Ultimately such evil must be seen as only possible because of the reality of free will (still hotly debated by philosophers and denied by rationalists and secularists).  The human person has the ability to choose: and that means one can choose actions that are of themselves evil or have consequences that are evil.  But why?  Psychologists suggest that such choice is possible because one somehow sees what we consider evil to be in fact for them in some way "good".  Which again points to a concept of evil that transcends individual choices, which poisons the mind and perverts one's choices.  And yet we cannot abandon the concept of individual responsibility for all that.

Which raises the question of hell.  To deny its existence is both fashionable and understandable.  It does not sit easily with the concept of an all-merciful God.  And yet the idea that the Jihadists actually are embraced into heavenly bliss as they blow themselves and countless other innocents into eternity is surely unacceptable.  "Judge not", I am reminded.  Yes, it is impossible to know the mind and responsibility of those who perpetrate even the most horrific crimes.  But it is just too much to imagine Mother Teresa welcoming Osama bin Laden for a heavenly morning tea.  
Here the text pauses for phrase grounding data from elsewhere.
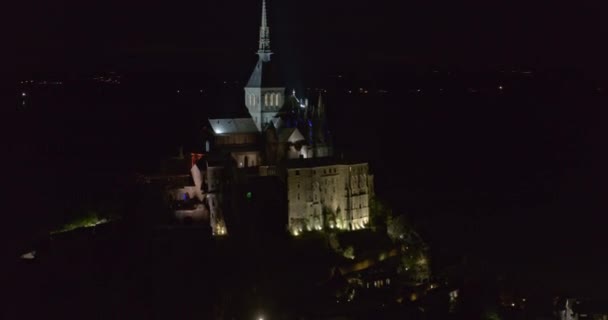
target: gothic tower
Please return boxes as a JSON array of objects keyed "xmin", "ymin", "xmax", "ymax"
[
  {"xmin": 312, "ymin": 92, "xmax": 333, "ymax": 158},
  {"xmin": 314, "ymin": 92, "xmax": 326, "ymax": 144},
  {"xmin": 244, "ymin": 0, "xmax": 286, "ymax": 132}
]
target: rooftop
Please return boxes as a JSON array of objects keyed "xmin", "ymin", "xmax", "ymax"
[
  {"xmin": 278, "ymin": 127, "xmax": 305, "ymax": 143},
  {"xmin": 209, "ymin": 118, "xmax": 259, "ymax": 135},
  {"xmin": 245, "ymin": 57, "xmax": 284, "ymax": 88}
]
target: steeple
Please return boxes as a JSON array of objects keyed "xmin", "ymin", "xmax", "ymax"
[
  {"xmin": 244, "ymin": 0, "xmax": 285, "ymax": 132},
  {"xmin": 316, "ymin": 92, "xmax": 325, "ymax": 118},
  {"xmin": 313, "ymin": 92, "xmax": 325, "ymax": 144},
  {"xmin": 257, "ymin": 0, "xmax": 272, "ymax": 62}
]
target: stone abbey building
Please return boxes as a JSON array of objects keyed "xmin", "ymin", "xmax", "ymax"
[{"xmin": 169, "ymin": 0, "xmax": 374, "ymax": 236}]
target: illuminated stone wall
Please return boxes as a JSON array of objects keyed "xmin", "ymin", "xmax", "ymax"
[
  {"xmin": 245, "ymin": 87, "xmax": 285, "ymax": 131},
  {"xmin": 287, "ymin": 162, "xmax": 373, "ymax": 235},
  {"xmin": 206, "ymin": 166, "xmax": 228, "ymax": 235},
  {"xmin": 230, "ymin": 151, "xmax": 261, "ymax": 168}
]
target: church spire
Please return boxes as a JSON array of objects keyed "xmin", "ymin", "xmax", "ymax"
[
  {"xmin": 313, "ymin": 91, "xmax": 329, "ymax": 147},
  {"xmin": 316, "ymin": 91, "xmax": 325, "ymax": 118},
  {"xmin": 257, "ymin": 0, "xmax": 272, "ymax": 61}
]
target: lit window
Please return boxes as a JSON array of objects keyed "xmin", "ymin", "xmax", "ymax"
[
  {"xmin": 265, "ymin": 93, "xmax": 269, "ymax": 106},
  {"xmin": 274, "ymin": 93, "xmax": 279, "ymax": 106}
]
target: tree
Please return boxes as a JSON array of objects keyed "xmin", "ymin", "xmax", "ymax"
[
  {"xmin": 343, "ymin": 246, "xmax": 355, "ymax": 260},
  {"xmin": 369, "ymin": 196, "xmax": 391, "ymax": 230},
  {"xmin": 387, "ymin": 214, "xmax": 415, "ymax": 242},
  {"xmin": 387, "ymin": 214, "xmax": 430, "ymax": 284}
]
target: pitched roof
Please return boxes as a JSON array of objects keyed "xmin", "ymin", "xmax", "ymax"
[
  {"xmin": 278, "ymin": 127, "xmax": 296, "ymax": 142},
  {"xmin": 276, "ymin": 94, "xmax": 301, "ymax": 116},
  {"xmin": 208, "ymin": 118, "xmax": 258, "ymax": 135},
  {"xmin": 246, "ymin": 58, "xmax": 284, "ymax": 88},
  {"xmin": 278, "ymin": 127, "xmax": 305, "ymax": 143}
]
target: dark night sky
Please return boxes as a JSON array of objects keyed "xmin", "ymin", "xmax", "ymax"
[{"xmin": 9, "ymin": 0, "xmax": 608, "ymax": 77}]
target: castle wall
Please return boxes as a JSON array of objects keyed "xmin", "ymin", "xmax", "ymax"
[{"xmin": 287, "ymin": 162, "xmax": 373, "ymax": 234}]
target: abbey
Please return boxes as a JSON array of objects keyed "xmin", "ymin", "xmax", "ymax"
[{"xmin": 171, "ymin": 0, "xmax": 374, "ymax": 236}]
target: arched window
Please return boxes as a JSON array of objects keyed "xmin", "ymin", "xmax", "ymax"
[
  {"xmin": 274, "ymin": 93, "xmax": 279, "ymax": 107},
  {"xmin": 264, "ymin": 93, "xmax": 269, "ymax": 106}
]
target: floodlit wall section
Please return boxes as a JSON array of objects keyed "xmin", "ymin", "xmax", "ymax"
[
  {"xmin": 287, "ymin": 163, "xmax": 372, "ymax": 234},
  {"xmin": 231, "ymin": 151, "xmax": 261, "ymax": 168},
  {"xmin": 206, "ymin": 166, "xmax": 227, "ymax": 235}
]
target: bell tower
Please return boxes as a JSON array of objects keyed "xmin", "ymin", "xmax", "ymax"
[{"xmin": 244, "ymin": 0, "xmax": 286, "ymax": 131}]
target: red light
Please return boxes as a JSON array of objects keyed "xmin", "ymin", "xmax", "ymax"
[{"xmin": 191, "ymin": 153, "xmax": 204, "ymax": 167}]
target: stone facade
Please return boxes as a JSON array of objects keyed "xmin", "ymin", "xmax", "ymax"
[
  {"xmin": 287, "ymin": 162, "xmax": 373, "ymax": 235},
  {"xmin": 245, "ymin": 87, "xmax": 285, "ymax": 131},
  {"xmin": 163, "ymin": 0, "xmax": 373, "ymax": 237}
]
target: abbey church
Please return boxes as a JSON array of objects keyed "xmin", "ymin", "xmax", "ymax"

Enter the much maligned and overlooked Catholic doctrine of purgatory.  Can it be that after death an all-merciful God actually gives even the most depraved of his creation an opportunity to purge themselves, to reshape their personality and will, to slowly and painfully come to a realisation of how wrong they have been and to embrace the good they so rejected in this life?  (Romano Guardini wrote insightfully on this.)  But in the end there must remain the possibility that one could reject even such a second chance and freely will to remain eternally in one's evil mindset.  A hell of some sort can't be wished away.